300x to 600x times faster... really?

I believe their 47000x speedup is to actually show that their algorithm scales up with the number of threads, which actually is an important factor.
Your program may not be very well optimalised, but if you get two times speedup when you double the number of active threads, than it is an algorithm worth checking out.

Personally I would hover compare the number of Stream Multiprocessors being used and the speedup gained by using more of them. Making your algorithm scale well with the number of SM is an act of creativity, but getting extra 50% by getting rid of few instructions from your implementation that just engineering. In the future, if the hardware changes (while remaining a its parallel paradigm), it is the algorithm that will matter, not the implementation.

I am curious what people here would think about a hypothetical CUDA compiler that could target CPUs as well as GPUs with similar efficiency as a solution to this problem. I personally believe that even this would not be a fair comparison because an optimized implementation would use different algorithms at the source level for each architecture, but it would at least remove one dimension (different source level implementations for each architecture).

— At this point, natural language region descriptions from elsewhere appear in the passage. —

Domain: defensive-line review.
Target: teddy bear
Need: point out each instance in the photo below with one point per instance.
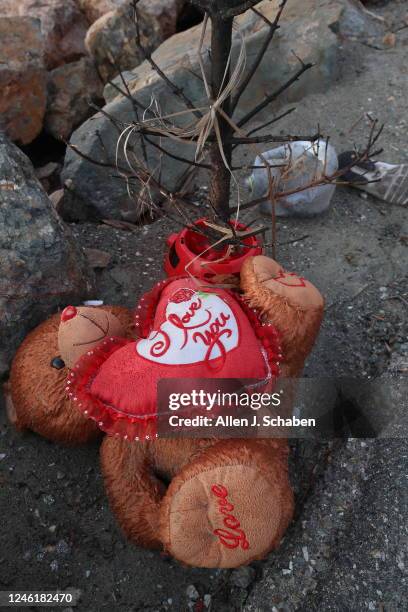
(208, 502)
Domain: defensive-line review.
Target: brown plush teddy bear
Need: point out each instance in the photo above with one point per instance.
(207, 502)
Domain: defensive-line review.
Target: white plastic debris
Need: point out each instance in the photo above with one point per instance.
(301, 162)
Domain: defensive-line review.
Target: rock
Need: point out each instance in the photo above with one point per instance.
(192, 592)
(97, 258)
(111, 40)
(242, 577)
(306, 29)
(71, 88)
(62, 24)
(94, 9)
(41, 268)
(164, 11)
(22, 78)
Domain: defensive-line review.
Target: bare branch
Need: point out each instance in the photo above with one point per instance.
(274, 120)
(271, 97)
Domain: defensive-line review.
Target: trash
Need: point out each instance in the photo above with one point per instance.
(297, 164)
(391, 180)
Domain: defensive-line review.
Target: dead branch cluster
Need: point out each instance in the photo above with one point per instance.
(212, 130)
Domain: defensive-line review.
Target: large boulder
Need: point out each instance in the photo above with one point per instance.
(70, 89)
(311, 30)
(113, 36)
(22, 78)
(164, 11)
(41, 268)
(63, 26)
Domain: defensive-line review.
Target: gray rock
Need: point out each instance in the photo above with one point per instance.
(306, 29)
(40, 266)
(242, 577)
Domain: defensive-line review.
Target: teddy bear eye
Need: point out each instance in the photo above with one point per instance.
(57, 363)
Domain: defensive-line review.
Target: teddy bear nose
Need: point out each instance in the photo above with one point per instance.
(68, 313)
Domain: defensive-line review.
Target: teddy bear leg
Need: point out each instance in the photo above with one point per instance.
(230, 505)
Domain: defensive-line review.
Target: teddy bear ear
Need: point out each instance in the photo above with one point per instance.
(82, 328)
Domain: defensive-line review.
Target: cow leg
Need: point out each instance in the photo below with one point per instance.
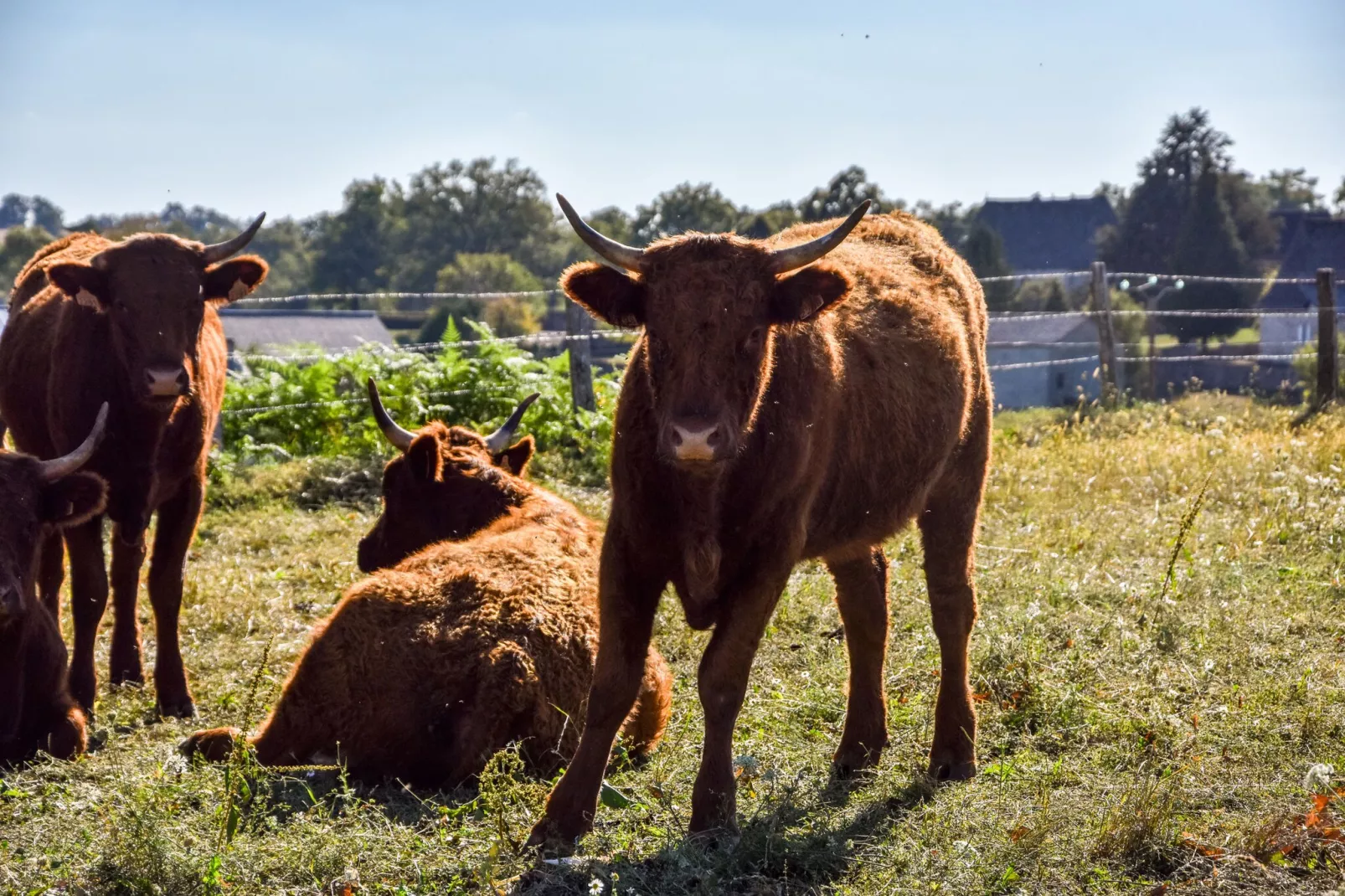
(178, 518)
(628, 594)
(88, 601)
(128, 556)
(863, 599)
(949, 536)
(723, 683)
(51, 572)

Who is talking about CUDA targetting CPUs?

Hey,

I should say I am also sailing on the same boat. I have ported a Molecular Dynamics application and am seeing around 250X speed up on GTX 280. I am not convinced as from where do I get this number.
For comparison, yes I use a single core CPU implementation but it is optimised to my knowledge, although it does not use SSE. I did not write the CPU version.

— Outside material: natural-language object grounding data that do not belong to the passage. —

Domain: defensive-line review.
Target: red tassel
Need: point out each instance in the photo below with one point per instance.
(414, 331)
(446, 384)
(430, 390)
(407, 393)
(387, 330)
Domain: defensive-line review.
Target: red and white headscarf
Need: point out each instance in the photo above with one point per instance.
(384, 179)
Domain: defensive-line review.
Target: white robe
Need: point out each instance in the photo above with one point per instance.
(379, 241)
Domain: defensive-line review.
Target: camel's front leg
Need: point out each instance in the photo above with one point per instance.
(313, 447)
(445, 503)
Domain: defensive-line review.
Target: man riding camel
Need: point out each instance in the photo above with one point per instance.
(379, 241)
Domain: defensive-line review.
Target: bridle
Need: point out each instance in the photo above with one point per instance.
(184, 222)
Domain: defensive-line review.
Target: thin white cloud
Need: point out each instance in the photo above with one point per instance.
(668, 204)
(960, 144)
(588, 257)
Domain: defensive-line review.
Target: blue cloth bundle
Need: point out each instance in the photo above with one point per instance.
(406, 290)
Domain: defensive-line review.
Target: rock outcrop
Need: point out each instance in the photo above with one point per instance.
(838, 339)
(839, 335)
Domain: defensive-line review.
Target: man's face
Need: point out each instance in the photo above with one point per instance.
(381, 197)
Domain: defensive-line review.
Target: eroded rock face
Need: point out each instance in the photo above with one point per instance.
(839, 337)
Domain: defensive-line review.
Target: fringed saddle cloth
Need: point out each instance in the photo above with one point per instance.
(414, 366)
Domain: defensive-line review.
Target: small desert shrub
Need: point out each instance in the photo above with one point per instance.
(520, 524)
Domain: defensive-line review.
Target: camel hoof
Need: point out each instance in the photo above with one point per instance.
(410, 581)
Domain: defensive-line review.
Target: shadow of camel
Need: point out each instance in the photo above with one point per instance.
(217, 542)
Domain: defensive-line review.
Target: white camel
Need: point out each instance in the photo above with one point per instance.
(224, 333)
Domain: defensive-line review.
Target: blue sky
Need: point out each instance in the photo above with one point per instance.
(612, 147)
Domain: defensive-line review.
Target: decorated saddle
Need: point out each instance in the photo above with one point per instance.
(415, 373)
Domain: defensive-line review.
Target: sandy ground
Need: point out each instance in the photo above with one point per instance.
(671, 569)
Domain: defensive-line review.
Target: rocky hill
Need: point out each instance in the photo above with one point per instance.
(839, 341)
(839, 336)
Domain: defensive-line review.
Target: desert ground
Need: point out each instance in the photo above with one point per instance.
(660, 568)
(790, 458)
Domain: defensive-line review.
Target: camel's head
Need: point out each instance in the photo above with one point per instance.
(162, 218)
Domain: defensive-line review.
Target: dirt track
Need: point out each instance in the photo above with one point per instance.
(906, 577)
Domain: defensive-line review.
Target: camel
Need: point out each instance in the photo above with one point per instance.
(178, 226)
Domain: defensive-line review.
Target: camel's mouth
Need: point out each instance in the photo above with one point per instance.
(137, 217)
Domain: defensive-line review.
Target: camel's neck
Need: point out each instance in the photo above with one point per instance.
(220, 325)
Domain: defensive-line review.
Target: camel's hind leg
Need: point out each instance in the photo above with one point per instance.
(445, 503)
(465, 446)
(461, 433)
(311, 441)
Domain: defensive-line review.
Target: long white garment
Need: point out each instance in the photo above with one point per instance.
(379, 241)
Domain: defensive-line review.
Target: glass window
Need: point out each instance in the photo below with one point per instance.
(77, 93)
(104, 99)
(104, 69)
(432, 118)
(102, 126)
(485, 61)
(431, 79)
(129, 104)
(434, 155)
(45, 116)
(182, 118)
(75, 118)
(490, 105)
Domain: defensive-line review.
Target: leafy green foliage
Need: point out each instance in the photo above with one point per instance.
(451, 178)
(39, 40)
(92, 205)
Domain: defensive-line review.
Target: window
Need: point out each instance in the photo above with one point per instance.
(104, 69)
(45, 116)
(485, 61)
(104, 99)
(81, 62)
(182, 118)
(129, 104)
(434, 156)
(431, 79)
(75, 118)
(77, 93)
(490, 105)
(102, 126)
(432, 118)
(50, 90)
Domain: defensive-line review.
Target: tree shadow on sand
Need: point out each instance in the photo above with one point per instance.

I really want to characterise this speed up number. I found out that my application is memory bound and am using around 250 MB of memory. Thus, was wondering can the difference in the memory bandwidth on CPU and GPU explain some of the speed up. But I am not entirely sure of this. Need inputs.

I also want to know whether the Global memory bandwidth reported by cudaProf is the actual bandwidth that my application is achieving and how to find the bandwidth on the CPU which would be a fair comparison to it. How can I know shared memory bandwidth on the GPU.

Is there any model which exists for performance characterisation on GPU?

Memory bandwidth is huge, absolutely. I’m getting what appears on the surface to be a super-linear speedup in a CFD/linear algebra type code, but any realistic-sized problem is heavily limited by memory. I personally just plot relative speedup vs data size to quantify it.

If you’re truly memory bandwidth bound you should only be able to get 2-3x speedup for a Tesla C1060 or GTX 280/285 compared to a Nehalem. See for example the STREAM memory benchmarks at:

[url=“http://www.advancedclustering.com/company-blog/stream-benchmarking.html”]http://www.advancedclustering.com/company-...nchmarking.html[/url]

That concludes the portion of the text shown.